Program for Teaching East Asia receives new funding, expands online programs and Korea offerings

This year, TEA passes a milestone of 18 years of continuous funding as one of the five founding centers directing the National Consortium for Teaching about Asia. Through generous and long-term funding from the Freeman Foundation, NCTA offers professional development in the form of online courses, summer institutes, study tours, and workshops to K-12 teachers throughout the United States. Complementing NCTA programming, TEA has received two new grants from the US-Japan Foundation and Korea Foundation, and continues to build its national reputation in professional development programming for Chinese language teachers through the federally funded StarTalk project.

NCTA: New in 2015-2016. NCTA offerings through TEA served over 300 teachers through intensive online courses and summer institutes in the past year. TEA’s research faculty developed new online courses on contemporary Japan, Korea, and demystifying the Samurai, as well as adding several new online book discussion groups to our offerings. Our 2015 summer institute, which hosted 20 secondary teachers, focused on China’s political system, and featured CU PhDs Jessica Teets and Orion Lewis, both political science faculty at Middlebury College, as well as CU historian Tim Weston.

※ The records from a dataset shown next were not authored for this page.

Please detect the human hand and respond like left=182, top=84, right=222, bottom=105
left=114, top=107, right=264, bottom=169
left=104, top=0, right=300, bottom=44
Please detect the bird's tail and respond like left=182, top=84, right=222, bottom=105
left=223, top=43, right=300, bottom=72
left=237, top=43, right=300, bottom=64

The new NCTA initiative, “Class Apps,” launched in 2014 has expanded to a library of 18 short video presentations by experts on topics of use for classroom teachers.  Six titles were added in 2015, with another eight planned for 2016. New topics include Learning to Read Japanese Paintings by art historian and CAS Event Coordinator Carla StansiferCultural Appropriation vs. Appreciation, by art historian and CU Asian studies alumna Melanie King; How to Teach Critical Thinking Using Samurai, by historian Ethan Segal; New Media and Censorship in China, by political scientist Orion Lewis. New Class Apps planned for 2016 include an interview with author Eric Fish, a critical analysis of European and Japanese “medieval” periods, and a look at geographic controversies between Japan and Korea.

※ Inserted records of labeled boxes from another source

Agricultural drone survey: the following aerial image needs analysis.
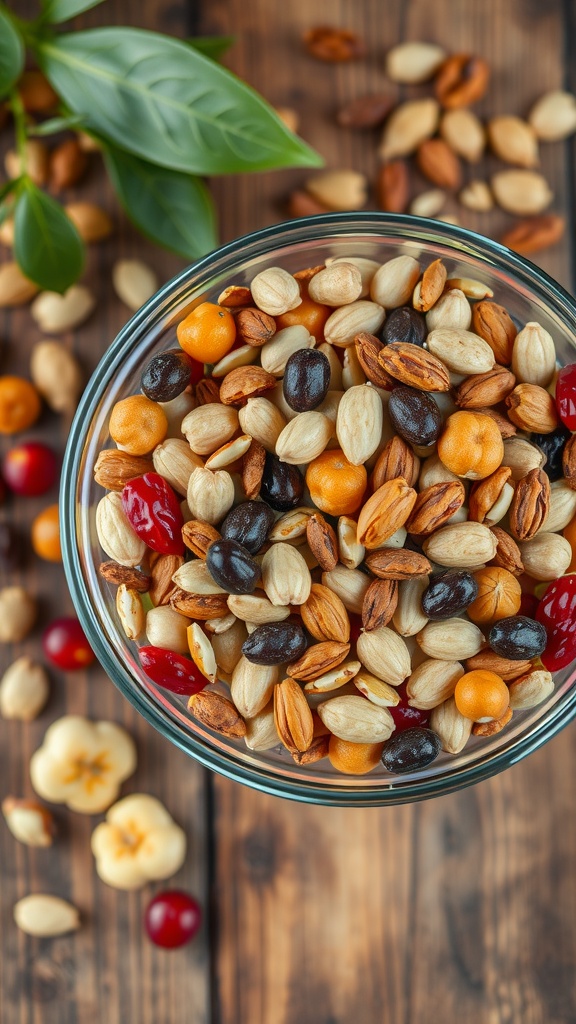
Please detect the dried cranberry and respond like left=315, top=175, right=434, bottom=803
left=145, top=889, right=202, bottom=949
left=556, top=362, right=576, bottom=430
left=138, top=646, right=208, bottom=696
left=2, top=441, right=58, bottom=498
left=140, top=348, right=193, bottom=401
left=388, top=683, right=429, bottom=732
left=536, top=572, right=576, bottom=672
left=42, top=617, right=95, bottom=672
left=122, top=473, right=184, bottom=555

New Japan Programming: “Olympic Opportunity: Re-prioritizing Japan in the Classroom. In summer 2015, TEA concluded a successful three-year project, “Japan: Online Professional Programs for Teachers. Funded by the Japan Foundation Center for Global Partnership, this project produced eight online courses that provided professional development for over 500 elementary and secondary teachers. As this project drew to a close, TEA received new funding from the US-Japan Foundation to develop a series of new summer institutes, online courses, online resources, and a summer study tour over the next three years. The project, directed by TEA Director Lynn Parisi, will draw upon the opportunities offered by the five-year period leading up to the 2020 Olympics to promote and facilitate enriched, expanded, and timely teaching and learning about Japan in the secondary curriculum. This funding, with NCTA funding, will underwrite TEA’s 2016 summer institute, “Japan’s Olympic Challenges: 20th-Century Legacies, 21st-Century Aspirations” which explores the intersection of Japan's post-WWII past and 21st-century future through the lenses—and teaching opportunities—of pivotal anniversaries and preparation for the 2020 Olympics.

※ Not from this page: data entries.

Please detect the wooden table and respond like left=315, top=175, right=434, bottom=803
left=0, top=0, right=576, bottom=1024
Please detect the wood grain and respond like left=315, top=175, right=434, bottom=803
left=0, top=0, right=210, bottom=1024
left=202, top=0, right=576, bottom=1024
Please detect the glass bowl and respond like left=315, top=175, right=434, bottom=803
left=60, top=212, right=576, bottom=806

Korea Foundation funding for summer workshop continues. Along with NCTA funding, a second year of funding from the Korea Foundation will support a four-day summer program for 30 secondary teachers from across the United States. Korea’s Journey into the 21st Century: Historical Contexts, Contemporary Issues will consider modern and contemporary South Korea’s distinct history, geography, intra-peninsular and international relations, and transnational cultural transmissions (e.g., K-pop, film, and design). Directed by TEA’s Korea Projects Coordinator Catherine Ishida, the workshop will also including CU history professor Sungyun Lim and other Korea specialists. 

Startalk:  Chinese Language Instruction in the Digital Age. TEA extended its programming in Chinese language pedagogy, receiving its fifth grant from the federal STARTALK program in 2015.  The 2015 program hosted 18 secondary Chinese language teachers from around the United States.  A highlight of the 2015 program impact was the implementation of technology into Mary Ann Durso’s class in the Chicago Public Schools, which garnered attention from the Chicago Mayor Rahm Emanuel. Emanuel visited Durso’s class in fall 2015 and commented on exemplary student-centered technology that helps her students actively learn the language.